Women’s March Draws Students to D.C.


Protestors participate in the Women’s March on Washington on Jan. 21, 2017, the day after the inauguration. (ADRIANA BALSAMO-GALLINA / THE OBSERVER)


On Nov. 9, 2016, more than half of the United States found themselves in shock as the results of the presidential election became obvious. Three months later, on Jan. 21, 2017, more than 3 million people across the United States expressed their discontent in what is now being called the biggest collective demonstration in U.S. history.

As Donald Trump took his seat in the Oval Office this week, a crowd of around 500,000 people took to the streets of Washington D.C. to protest the 45th president and his policies. The “Women’s March on Washington” hoped to exemplify the outrage felt throughout the country, focusing especially on equality and inclusion, fighting against a leader who people feel is not an accurate representation of their political views. It was a march to express the fear and anxiety that Trump and his cabinet represent to women, people of color and minorities.

While the organizers of the march expected around 200,000 protesters in D.C., the total count was at least double their estimation.  The energy level was palpable as the crowds emerged from the metro station and as trains pulled up to the Judiciary Square stop, the platforms became too crowded to maneuver.  Even with the growing number of people, however, a sense of safety and peace pervaded the general feeling of the crowd. A sea of pink hats and creative posters weaved toward the exit and amidst the crowd, a plethora of young children clinging on to their parents’ jackets.

Among those protesting were a number of Fordham students, including Saim Alam, Fordham College at Lincoln Center (FCLC) ’20.  While every person had their own particular reasons for marching, Alam felt that President Trump’s election directly affected his and his family’s future.  Alam said, “My future as a gay person of color will depend on our resilience in times like these.”  He continued, “I have two little sisters whose futures will be shaped by the strength of our resistance now.”  While marching for equality on every platform, Alam made it obvious that the Women’s March on Washington should look specifically at Trump’s policies that will target women in America. “On the anniversary of Roe v. Wade,” he explained, “50 years later we sit here worrying about a woman’s right to choose being stripped away from her.”  A large portion of the propaganda at the Women’s March focused on just this: a woman’s right to legal and affordable healthcare.

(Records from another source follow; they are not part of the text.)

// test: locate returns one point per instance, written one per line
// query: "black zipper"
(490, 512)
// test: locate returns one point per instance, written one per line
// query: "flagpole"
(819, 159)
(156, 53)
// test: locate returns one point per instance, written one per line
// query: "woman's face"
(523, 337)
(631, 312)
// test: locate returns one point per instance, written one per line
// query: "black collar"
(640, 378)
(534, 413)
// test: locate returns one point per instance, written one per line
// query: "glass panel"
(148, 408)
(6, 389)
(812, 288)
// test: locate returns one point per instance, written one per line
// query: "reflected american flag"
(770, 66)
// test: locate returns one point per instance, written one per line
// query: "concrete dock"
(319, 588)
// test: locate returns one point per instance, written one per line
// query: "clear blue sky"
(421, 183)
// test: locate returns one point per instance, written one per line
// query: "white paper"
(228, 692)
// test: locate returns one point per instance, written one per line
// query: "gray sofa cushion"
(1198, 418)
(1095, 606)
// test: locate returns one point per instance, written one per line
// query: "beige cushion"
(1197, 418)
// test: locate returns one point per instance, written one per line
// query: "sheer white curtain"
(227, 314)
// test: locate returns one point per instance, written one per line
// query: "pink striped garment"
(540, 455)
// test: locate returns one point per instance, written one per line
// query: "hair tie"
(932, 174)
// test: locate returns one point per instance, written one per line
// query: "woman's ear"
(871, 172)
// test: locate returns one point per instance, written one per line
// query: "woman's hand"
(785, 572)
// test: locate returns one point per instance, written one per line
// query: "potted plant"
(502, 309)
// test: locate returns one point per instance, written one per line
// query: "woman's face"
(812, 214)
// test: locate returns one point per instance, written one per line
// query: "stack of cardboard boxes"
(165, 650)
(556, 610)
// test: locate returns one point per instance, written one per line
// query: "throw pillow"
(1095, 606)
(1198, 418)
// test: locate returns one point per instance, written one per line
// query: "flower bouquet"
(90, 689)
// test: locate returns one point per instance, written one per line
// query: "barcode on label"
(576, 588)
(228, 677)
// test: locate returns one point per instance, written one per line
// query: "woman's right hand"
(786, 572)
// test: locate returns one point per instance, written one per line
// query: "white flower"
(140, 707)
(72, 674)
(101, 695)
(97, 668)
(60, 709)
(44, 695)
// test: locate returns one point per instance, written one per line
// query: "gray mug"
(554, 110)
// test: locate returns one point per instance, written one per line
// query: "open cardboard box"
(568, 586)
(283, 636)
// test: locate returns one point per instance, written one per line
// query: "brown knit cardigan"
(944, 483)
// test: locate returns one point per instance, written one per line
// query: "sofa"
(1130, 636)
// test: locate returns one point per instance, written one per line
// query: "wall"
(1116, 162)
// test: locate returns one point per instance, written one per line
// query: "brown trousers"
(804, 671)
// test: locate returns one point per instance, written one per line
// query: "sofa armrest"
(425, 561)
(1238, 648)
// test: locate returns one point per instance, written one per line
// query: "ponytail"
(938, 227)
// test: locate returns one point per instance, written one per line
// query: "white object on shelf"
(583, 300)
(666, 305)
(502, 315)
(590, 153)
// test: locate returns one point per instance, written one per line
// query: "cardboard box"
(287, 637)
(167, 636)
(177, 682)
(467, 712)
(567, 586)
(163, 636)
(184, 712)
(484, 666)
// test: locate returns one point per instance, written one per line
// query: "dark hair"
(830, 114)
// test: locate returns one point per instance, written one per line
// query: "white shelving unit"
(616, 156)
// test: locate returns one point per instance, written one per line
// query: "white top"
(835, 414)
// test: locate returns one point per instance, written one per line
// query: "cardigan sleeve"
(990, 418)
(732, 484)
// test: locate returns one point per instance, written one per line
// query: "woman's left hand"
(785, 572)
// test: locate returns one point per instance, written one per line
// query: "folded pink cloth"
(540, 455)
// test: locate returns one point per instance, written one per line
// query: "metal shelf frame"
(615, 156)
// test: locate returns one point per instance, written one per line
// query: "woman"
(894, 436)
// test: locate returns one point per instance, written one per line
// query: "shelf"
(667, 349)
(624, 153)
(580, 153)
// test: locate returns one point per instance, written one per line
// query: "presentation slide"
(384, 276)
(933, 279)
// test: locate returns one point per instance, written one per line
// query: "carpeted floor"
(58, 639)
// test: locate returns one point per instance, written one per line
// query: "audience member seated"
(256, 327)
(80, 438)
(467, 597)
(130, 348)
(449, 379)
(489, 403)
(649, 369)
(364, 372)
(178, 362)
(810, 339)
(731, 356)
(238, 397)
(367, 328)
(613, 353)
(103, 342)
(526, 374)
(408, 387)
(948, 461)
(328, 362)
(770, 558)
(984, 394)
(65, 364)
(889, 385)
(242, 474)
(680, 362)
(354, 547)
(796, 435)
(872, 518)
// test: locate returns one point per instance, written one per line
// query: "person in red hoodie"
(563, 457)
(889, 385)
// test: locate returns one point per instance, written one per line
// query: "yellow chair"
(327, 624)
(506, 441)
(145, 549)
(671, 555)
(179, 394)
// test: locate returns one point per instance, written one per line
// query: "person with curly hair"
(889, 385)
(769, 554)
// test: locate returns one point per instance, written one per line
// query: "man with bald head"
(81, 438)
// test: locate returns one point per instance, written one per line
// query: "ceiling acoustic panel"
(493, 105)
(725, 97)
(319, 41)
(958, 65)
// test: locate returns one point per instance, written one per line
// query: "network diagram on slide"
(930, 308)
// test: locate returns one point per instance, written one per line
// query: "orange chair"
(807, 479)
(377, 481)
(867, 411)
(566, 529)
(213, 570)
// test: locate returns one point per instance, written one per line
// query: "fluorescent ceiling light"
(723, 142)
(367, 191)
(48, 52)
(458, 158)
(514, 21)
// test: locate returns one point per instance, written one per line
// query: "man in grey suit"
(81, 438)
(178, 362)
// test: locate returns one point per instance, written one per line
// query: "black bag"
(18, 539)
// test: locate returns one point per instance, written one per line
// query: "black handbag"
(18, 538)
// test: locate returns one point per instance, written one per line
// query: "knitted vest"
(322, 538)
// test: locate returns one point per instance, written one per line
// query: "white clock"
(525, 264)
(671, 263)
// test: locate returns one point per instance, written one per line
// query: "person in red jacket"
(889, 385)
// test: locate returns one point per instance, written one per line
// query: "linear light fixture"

It also became clear throughout the march that Trump’s blatant sexist, racist and bigoted language was one of the main reasons for the resistance, and it would not be tolerated.  “I marched because I had to,” Gillian Nelson, FCLC ’19, explained. “I have reached a point in my life where I refuse to believe that complacency is justifiable.”

However, this is not to say the march did not encounter backlash or resistance.  Although no arrests were made at the march in Washington D.C. and the pro-Trump resistance was minimal, many liberal communities took issue with the reappearance of feminism that did not seem to incorporate the intersectional nature of these issues.  Nelson said, “I was taken aback by how white and privileged the space was.”  She continued, “It was clear that many of the women marching in D.C. had the privilege to travel there from afar, not have to work that day and have the safety to express their ideas without fear.”  Nelson went on to express concern that although these women showed up for the March on Washington, they may not necessarily have shown up for other demonstrations of equal importance. “I was concerned that these women may not show up to a Black Lives Matter protest,” she said, “or any other demonstration that doesn’t necessarily include a white feminist agenda.” Issues like these will require the understanding and promotion of equal rights on every level.  While the march was an important message for Trump’s presidency, certain flaws that may need to be improved upon in the next demonstration were made evident.

I marched because I had to…I have reached a point in my life where I refuse to believe that complacency is justifiable.”

What the future holds for American politics remains unclear.  What is obvious is that change will have to continue coming from the public, from a democracy that is willing and able to mobilize against a government that they cannot stand behind.  When asked how he will continue to use this energy to promote change in the future, Alam said he plans to stay involved on a local level, working with politicians in New York and his home state of North Carolina.  Nelson also hopes to create change within her community. “Sometimes we forget the injustices happening right in our very own backyard,” she said.  “For example, just recently, Fordham banned a student organization advocating for Justice in Palestine,” Nelson added. “This type of censorship follows the same troubling narrative of this election season in the sense that it includes the silencing [of] marginalized groups.”

While it is important that we continue to recognize the flaws within our democracy, both in this election season as well as the Women’s March on Washington, it is equally important that we do not discourage the population at large from advocating for what they believe in.  The Women’s March brought out millions of people who refuse to accept Trump’s agenda. In order to enact change in our government, it will be crucial that the public’s opinions continue to be known. Despite the complicated issues that became obvious for her at the march, Nelson noted, “I did find it incredibly beautiful to experience a public space filled with so many females in solidarity with one another. It is a feeling I will never forget.”